Determination of an Unknown Bacteria

Introduction

Bacteria are the cause of many illnesses in humans, and for years scientists have tried to

identify unknown bacteria in order to cure and prevent our bodies from harm. A study done to

identify an unknown bacterium stated “The importance of identifying these pathogens and their

related epidemiology has become increasingly more important” (OPPapers 2011). There are

bacteria everywhere—in your car, on your desk, even in your food. This means that we are

constantly exposed to all sorts of bacteria, good and bad. So how can sickness be prevented if we

are always exposed to bacteria? The first step to prevention is to identify the bacteria that are on

all of the surfaces we touch. A sample of bacteria was swabbed from a laptop keyboard in order

to take the first step towards identification of the unknown bacteria in our lives. Various

techniques of bacteria identification were used on this unknown. It is hypothesized that the

unknown bacteria from the keyboard is just a common, harmless bacteria. Identifying this

unknown bacteria from a keyboard will allow scientists to become more knowledgeable in

common bacteria.


Methods

All methods and procedures were performed as found in Johnston 1992, unless otherwise noted.

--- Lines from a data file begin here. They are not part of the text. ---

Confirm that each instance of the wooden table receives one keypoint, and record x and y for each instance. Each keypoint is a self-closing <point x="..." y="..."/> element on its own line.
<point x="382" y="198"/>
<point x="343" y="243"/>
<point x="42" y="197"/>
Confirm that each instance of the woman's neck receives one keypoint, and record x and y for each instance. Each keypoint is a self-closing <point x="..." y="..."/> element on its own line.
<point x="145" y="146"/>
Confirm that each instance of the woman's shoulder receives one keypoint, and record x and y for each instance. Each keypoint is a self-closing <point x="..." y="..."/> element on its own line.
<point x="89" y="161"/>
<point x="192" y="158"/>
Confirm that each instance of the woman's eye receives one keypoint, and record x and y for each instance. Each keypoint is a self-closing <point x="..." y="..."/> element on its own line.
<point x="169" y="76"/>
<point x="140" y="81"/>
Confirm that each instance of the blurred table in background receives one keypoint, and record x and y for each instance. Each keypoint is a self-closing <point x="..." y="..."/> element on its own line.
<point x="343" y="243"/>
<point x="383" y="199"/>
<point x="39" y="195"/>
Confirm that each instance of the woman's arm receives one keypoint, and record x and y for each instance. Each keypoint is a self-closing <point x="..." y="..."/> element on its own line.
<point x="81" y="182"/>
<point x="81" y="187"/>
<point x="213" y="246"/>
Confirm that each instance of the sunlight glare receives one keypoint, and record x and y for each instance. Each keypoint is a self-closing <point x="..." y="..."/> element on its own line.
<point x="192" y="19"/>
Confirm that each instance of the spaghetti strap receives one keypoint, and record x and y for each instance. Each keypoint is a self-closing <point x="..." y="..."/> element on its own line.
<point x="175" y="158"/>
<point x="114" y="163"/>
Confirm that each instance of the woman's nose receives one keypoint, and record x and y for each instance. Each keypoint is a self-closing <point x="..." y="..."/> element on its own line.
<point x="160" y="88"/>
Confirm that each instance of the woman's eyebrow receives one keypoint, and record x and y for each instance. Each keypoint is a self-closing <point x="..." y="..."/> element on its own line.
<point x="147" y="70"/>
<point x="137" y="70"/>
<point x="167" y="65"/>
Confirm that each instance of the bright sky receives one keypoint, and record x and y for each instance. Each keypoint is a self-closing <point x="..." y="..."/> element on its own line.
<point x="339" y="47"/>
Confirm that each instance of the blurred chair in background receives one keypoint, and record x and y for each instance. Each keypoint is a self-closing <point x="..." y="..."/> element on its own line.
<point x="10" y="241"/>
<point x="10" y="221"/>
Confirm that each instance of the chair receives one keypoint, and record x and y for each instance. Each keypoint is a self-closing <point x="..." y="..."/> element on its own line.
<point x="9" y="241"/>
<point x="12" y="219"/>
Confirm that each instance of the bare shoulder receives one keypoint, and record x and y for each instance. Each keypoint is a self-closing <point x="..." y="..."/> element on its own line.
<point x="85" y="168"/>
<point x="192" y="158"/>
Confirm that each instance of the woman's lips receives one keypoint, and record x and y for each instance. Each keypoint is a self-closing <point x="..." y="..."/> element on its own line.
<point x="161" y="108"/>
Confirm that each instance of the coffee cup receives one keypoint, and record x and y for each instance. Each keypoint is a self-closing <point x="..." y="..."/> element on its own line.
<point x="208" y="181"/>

Isolation of unknown pure culture

Sample of unknown bacteria was taken from a contaminated agar plate. The sample from a

contaminated nutrient agar plate was isolated by the method of streak plating. The sample was

allowed to grow for one week at 32 degrees Celsius in an incubator. The culture was re-streaked

until a plate with uniform colony with uniform colony morphology was obtained. Culture purity

was confirmed by examining the culture for uniform cellular morphology and gram stain.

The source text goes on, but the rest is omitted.